First, suppose our system is composed of the block, spring, ramp, and Earth. Then at its highest point (as with its initial condition when it compresses the spring), the block has no kinetic energy. Let the release point be the reference point for gravitational potential energy (potential energy = 0) and the unstretched equilibrium length of the spring to be its potential energy reference point. What is to say that when the block reaches its highest point, the spring will be at its equilibrium position? If this is not the case, then it certainly can't be true that the entire spring potential energy may be converted to gravitational potential energy. What I see the problem to be is attributing the potential energy stored in the spring to the energy transfered to the ball. Is this not a problem, in general?

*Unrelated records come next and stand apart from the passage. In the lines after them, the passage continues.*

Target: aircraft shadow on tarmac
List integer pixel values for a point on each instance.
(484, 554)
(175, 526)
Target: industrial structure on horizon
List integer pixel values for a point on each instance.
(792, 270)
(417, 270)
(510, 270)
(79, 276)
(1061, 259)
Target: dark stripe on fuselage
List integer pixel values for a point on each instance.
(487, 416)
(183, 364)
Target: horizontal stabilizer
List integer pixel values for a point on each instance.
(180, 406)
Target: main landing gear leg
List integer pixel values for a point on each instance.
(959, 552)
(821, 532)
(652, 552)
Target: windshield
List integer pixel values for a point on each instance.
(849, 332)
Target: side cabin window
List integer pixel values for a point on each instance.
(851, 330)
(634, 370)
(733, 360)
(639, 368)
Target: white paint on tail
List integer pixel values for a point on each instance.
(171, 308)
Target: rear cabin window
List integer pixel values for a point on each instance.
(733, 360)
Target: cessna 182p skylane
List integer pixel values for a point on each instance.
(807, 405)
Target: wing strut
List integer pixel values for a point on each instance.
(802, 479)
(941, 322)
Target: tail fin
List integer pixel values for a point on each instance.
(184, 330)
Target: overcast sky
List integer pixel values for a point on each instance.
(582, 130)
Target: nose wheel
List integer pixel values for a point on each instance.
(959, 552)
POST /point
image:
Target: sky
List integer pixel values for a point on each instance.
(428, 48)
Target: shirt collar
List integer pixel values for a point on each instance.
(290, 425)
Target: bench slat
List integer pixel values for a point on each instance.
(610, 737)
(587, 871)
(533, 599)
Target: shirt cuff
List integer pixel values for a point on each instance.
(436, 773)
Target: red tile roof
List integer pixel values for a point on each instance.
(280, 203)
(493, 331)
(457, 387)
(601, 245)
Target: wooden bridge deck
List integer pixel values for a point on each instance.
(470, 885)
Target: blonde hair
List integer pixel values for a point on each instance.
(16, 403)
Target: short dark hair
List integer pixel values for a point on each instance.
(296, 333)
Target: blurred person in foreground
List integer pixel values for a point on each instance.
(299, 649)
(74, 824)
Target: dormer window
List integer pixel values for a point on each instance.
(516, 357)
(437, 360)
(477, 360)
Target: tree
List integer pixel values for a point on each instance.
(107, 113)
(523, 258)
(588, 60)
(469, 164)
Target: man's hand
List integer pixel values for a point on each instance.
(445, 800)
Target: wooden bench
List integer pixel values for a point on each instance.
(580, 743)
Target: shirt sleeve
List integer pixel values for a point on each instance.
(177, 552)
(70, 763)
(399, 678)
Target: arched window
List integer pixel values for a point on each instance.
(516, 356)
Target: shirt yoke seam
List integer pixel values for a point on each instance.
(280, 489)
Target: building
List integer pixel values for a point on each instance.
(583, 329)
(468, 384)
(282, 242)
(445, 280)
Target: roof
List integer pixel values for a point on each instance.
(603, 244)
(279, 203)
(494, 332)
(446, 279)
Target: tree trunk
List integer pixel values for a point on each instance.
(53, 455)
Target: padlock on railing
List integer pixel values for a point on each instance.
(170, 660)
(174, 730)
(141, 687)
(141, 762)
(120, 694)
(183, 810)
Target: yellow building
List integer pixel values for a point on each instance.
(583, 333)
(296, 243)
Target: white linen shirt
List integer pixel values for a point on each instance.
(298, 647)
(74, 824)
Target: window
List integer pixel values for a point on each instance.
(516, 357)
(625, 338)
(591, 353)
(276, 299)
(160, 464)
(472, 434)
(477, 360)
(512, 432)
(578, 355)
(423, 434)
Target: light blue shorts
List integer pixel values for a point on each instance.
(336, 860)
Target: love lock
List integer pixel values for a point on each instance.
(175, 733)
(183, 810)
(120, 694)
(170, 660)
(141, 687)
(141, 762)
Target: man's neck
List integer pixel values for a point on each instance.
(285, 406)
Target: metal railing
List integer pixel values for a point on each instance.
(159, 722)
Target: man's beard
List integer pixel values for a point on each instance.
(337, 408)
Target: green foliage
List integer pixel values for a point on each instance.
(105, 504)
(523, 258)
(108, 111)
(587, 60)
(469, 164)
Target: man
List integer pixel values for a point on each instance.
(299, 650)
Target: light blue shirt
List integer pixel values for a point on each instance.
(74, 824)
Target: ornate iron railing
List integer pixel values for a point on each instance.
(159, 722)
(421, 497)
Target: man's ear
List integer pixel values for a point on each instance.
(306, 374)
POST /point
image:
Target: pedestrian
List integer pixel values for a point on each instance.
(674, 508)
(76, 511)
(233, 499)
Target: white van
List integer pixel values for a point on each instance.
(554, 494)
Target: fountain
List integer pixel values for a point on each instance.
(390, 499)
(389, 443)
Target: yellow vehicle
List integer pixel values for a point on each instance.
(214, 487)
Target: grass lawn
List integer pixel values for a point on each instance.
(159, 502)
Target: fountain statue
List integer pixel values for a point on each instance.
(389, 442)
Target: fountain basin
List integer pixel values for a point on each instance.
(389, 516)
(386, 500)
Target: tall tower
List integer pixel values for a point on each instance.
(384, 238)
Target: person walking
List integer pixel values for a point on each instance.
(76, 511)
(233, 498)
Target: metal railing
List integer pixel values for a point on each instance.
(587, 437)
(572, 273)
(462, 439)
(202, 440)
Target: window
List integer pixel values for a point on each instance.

This problem is from an elementary text and, as such, may not be written paying attention to such details. Nonetheless, I have devised a solution which is independent of the abovementioned approach, but still poses some questions:

We may calculate the work done by the spring on the box as it is released (since we are given the force constant and initial compression of the spring) and set this value equal to the change in gravitational potential energy (in this case we take only the box, ramp, and Earth as our system). This equation holds since here an external force acts on our system. This approach also yields the *suggested solution. However, it doesn't seem obviously true that the spring stops acting (contacting) on the box as it passes through its equilibrium position (which is an underlying assumption of this method)?

Last edited by a moderator: May 6, 2017
2. Oct 30, 2012

### Syrus

3. Oct 30, 2012

### CWatters

I think your initial approach is right. Apply conservation of energy...The block continues up until the PE stored in the spring has all been converted to potential energy in the block.

I think the problem is that simple but you are right that in the real world it might not be quite like that..

Why does that matter? The block is not fixed to the spring just placed against it. Once the spring reaches it's rest position it's delivered all it's PE to the block.

In the real world the spring has mass and the end of the spring will have velocity and KE as it reaches and passes the rest point. In other words not all the PE ends up in the block. The question doesn't state that the spring is mass less but the mass isn't given so you can worry about that sort of thing. A massless spring can do things like stop instantly :-)

4. Oct 30, 2012

### Syrus

Ah, so the fundamental, simplifying assumption is that the spring instantly come to rest upon reaching its equilbrium length. Perhaps this should be stated in the problem, no?